Robert A. Di Vito is chair of the Department of Theology at Loyola University Chicago.  His area of specialization is ancient Near Eastern Languages and Civilizations, with concentrations in Hebrew Bible, Northwest Semitic epigraphy, and Assyriology. Currently one of four editors-in-chief for the revision of the New American Bible under sponsorship by the U.S. Conference of Catholic Bishops and a translator for the project, he regularly teaches courses in the Dead Sea Scrolls.  His research interests include Pentateuchal criticism, biblical hermeneutics, and biblical anthropology.

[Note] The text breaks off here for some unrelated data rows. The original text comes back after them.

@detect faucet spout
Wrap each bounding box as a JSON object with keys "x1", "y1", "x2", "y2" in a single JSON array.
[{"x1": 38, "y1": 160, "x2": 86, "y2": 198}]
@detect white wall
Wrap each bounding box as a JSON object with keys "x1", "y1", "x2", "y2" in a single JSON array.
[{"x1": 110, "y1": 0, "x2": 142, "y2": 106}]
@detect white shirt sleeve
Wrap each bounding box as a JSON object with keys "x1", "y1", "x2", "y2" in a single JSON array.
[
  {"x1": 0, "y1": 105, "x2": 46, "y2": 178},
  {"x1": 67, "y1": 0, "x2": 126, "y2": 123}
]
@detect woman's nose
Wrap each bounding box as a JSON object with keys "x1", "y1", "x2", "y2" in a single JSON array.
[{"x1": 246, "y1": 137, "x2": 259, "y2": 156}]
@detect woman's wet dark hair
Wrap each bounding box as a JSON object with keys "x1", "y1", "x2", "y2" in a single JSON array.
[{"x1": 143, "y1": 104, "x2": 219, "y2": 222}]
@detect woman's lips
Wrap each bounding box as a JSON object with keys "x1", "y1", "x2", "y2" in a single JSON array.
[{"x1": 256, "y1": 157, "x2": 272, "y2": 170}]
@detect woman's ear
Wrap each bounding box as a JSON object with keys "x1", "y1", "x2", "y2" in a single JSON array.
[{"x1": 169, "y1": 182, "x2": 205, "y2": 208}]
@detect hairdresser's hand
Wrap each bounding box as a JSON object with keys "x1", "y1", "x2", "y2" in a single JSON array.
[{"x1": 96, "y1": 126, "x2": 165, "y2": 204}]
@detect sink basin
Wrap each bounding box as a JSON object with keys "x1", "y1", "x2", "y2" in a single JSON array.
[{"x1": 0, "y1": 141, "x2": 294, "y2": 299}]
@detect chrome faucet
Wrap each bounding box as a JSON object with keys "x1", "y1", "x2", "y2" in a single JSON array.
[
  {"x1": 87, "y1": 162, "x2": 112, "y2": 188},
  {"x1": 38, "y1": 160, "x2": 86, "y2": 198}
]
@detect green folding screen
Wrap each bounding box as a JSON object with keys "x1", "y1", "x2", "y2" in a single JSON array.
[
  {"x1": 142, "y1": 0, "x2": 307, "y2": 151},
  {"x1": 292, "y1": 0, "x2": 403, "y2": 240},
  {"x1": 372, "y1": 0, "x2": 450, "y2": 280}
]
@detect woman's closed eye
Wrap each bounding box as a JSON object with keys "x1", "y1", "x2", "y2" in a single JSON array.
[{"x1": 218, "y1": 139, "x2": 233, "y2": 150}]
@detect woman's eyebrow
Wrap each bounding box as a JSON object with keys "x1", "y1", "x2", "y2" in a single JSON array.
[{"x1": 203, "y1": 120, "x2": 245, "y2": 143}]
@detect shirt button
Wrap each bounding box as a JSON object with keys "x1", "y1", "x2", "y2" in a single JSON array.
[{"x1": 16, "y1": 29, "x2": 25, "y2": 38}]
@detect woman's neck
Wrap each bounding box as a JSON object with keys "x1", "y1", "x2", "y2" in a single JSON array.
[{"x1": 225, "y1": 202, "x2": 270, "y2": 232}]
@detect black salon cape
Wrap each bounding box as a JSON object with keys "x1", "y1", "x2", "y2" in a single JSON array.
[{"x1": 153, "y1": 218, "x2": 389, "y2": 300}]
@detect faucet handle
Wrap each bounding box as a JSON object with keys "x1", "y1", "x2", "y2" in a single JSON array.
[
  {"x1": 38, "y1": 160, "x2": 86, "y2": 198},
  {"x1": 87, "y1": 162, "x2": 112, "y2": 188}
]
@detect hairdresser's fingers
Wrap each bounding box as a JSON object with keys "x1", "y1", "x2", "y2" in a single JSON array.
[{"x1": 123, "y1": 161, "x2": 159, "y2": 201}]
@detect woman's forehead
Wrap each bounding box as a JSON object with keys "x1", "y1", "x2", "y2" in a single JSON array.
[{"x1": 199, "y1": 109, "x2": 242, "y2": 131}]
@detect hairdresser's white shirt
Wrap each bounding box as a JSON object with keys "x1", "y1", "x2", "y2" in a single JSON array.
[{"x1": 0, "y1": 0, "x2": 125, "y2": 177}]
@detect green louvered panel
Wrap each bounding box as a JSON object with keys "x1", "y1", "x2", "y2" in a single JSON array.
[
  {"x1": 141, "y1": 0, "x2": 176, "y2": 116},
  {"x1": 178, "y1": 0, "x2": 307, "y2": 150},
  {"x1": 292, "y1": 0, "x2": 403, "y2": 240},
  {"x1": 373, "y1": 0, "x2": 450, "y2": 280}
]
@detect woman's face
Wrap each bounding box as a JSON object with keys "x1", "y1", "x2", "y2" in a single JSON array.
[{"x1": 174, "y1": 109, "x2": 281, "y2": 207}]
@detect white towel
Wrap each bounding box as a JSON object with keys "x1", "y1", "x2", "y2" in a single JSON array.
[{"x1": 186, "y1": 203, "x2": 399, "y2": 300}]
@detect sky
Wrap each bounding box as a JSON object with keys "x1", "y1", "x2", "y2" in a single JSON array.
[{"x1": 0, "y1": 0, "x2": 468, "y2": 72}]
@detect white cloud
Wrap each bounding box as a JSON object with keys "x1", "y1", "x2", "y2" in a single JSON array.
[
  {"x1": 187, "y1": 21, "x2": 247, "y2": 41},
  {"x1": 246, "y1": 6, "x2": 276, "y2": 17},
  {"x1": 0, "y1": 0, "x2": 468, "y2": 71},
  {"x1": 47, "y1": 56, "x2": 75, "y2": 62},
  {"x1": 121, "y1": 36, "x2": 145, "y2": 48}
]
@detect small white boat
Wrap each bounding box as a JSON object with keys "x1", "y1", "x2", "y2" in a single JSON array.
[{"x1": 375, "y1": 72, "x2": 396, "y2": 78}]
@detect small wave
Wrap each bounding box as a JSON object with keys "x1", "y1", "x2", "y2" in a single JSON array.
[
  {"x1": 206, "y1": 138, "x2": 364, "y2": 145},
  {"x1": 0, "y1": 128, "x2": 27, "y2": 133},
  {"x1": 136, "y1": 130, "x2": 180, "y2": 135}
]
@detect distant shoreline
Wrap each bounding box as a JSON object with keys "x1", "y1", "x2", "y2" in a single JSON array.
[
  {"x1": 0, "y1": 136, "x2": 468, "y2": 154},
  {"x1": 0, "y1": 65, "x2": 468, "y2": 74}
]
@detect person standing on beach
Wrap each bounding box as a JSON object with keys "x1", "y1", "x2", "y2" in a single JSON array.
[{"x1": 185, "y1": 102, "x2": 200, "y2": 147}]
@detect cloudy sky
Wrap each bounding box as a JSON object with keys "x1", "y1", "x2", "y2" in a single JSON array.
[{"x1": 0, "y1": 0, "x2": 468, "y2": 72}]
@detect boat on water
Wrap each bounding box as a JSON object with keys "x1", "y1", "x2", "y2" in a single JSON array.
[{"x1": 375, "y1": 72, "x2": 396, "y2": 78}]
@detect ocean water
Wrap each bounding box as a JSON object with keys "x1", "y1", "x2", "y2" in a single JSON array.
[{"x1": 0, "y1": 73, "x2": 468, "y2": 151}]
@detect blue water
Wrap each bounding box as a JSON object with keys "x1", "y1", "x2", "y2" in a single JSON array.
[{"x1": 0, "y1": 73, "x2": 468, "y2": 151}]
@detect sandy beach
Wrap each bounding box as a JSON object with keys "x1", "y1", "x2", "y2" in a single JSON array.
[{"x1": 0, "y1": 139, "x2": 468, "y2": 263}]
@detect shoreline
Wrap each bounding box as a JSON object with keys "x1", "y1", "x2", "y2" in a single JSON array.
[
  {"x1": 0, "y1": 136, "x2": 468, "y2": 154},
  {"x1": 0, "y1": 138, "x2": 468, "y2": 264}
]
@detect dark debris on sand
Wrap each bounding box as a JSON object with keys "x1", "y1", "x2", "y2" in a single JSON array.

Christopher W. Skinner is a scholar of New Testament and Christian origins working at the intersections of narratology, narrative criticism, and historical criticism. His research explores literary and historical questions in the narratives about Jesus both within and outside the New Testament. He has written extensively about narrative-critical issues as well as characterization in the Gospels of John and Mark. He has also written about the scholarly reception of the Gospel of Thomas and New Testament ethics. His additional interests include the reception of Jesus within popular culture and the leveraging of ideas about and images of Jesus within contemporary political and religious discourse.